A team led by Dr Yuri Tolkach at the University of Cologne’s Faculty of Medicine and University Hospital Cologne has investigated prostate tumours and developed an advanced, realistic, three-dimensional model of prostate cancer with the help of mathematical modelling. The model depicts tumour growth, genetic evolution and the competition between subclones — different cell populations within a tumour. It shows, among other things, that the development of an aggressive tumour requires ‘strong’ genetic changes that immediately give the tumour cells special survival advantages. These must occur early in the course of tumour development, when the tumour is still small.

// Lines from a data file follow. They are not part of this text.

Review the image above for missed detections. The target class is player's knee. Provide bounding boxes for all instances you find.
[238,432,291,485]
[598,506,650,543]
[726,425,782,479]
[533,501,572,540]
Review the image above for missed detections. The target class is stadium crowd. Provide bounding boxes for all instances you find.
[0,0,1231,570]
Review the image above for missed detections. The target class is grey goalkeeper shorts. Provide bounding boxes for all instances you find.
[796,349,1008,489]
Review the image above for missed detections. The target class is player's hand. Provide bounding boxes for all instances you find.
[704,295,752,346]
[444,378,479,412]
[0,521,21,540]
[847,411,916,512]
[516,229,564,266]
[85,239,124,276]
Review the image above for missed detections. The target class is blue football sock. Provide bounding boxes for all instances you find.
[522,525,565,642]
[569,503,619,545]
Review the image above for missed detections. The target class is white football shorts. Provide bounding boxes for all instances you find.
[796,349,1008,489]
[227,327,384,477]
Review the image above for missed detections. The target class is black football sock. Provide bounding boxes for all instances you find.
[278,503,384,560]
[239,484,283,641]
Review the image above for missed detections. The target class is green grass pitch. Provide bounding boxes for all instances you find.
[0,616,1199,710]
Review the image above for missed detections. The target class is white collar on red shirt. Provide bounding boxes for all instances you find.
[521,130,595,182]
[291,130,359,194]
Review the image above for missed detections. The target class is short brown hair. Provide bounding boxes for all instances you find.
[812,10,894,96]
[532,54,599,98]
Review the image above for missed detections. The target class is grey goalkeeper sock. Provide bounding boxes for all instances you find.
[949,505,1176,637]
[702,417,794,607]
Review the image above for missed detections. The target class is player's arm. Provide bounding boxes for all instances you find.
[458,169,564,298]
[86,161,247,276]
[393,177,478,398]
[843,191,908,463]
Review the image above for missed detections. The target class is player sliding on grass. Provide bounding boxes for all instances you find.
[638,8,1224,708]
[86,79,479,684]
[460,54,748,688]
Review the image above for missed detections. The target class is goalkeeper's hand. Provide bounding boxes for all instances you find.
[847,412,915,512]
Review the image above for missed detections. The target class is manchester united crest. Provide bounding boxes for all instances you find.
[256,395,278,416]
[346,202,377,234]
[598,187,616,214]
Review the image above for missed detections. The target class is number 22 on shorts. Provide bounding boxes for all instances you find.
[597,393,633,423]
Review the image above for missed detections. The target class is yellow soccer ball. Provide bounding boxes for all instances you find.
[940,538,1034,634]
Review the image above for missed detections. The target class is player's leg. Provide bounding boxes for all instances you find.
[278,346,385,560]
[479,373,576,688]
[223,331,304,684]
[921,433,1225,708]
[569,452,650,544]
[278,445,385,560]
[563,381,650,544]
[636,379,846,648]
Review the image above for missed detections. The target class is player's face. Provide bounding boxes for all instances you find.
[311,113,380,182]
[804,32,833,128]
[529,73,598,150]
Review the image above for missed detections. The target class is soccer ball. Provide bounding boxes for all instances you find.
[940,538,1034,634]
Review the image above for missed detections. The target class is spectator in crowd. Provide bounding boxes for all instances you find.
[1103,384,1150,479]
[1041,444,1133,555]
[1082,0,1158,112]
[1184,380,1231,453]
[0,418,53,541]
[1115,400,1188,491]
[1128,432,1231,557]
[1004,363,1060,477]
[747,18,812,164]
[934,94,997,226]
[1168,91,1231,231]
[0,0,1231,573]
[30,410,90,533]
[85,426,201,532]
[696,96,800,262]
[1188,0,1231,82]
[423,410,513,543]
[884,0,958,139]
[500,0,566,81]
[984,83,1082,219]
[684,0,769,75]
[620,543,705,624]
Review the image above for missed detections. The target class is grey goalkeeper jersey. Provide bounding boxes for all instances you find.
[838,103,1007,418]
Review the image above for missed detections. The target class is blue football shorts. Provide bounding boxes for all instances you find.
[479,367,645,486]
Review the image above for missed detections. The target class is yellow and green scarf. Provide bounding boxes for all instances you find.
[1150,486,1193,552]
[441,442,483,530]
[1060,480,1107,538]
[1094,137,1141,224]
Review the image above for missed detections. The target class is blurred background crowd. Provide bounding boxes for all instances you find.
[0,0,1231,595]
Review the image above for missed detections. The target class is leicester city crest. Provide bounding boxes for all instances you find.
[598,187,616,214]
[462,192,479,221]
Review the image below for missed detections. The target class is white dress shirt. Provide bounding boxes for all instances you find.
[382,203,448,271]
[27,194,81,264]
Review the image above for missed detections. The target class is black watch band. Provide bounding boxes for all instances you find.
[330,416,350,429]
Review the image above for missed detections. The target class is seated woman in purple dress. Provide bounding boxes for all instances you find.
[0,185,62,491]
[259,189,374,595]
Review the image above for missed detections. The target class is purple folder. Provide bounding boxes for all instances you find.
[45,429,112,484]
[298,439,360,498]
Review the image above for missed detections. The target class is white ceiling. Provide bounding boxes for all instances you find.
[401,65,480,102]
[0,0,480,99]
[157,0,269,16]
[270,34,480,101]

The study also shows that the distribution of subclones within a tumour has an impact on diagnostic approaches such as biopsies.

The paper “Tumour architecture and emergence of strong genetic alterations are bottlenecks for clonal evolution in primary prostate cancer” has been published in Cell Systems.

Prostate cancer is the most common cancer in men. However, the mechanisms of tumour development, particularly the development of aggressive tumours, are still largely unclear in prostate cancer and other malignant tumours for two reasons: Firstly, tumours are often only discovered when they have already reached a considerable size. The time span between the development of the tumour and the diagnosis, which can be 10 to 30 years, is therefore not taken into account. Secondly, state-of-the-art methods such as next-generation sequencing (NGS), which make it possible to comprehensively characterize the tumour at subclone level, are costly and extremely complex to evaluate. For these reasons, only a few tumours worldwide have so far been examined in this way.

“Our study shows that we can use mathematical modelling to address important, previously unanswered questions about the development of malignant tumours and thus gain clinically relevant insights. Our model is universally applicable and can also be used for other malignant tumour types,” explained senior physician and co-leader of the study, Dr Yuri Tolkach from the Institute of General Pathology and Pathological Anatomy at University Hospital Cologne.

“With our new model, we can reproduce the complex spatial structure of a prostate tumour, which grows like a root system in the tissue,” explained postdoc and co-leader of the study, Dr Florian Kreten, who previously worked at the Institute for Applied Mathematics at the University of Bonn. He added: “Conventional mathematical models of tumour growth and evolution could not be applied to these structures. From a mathematical point of view, the underlying growth mechanism is extremely fascinating and has raised a number of new questions. Our work shows how biology can inspire mathematical research.” In future, the scientists hope to be able to further develop the models and to include the interaction between the tumour and the immune system.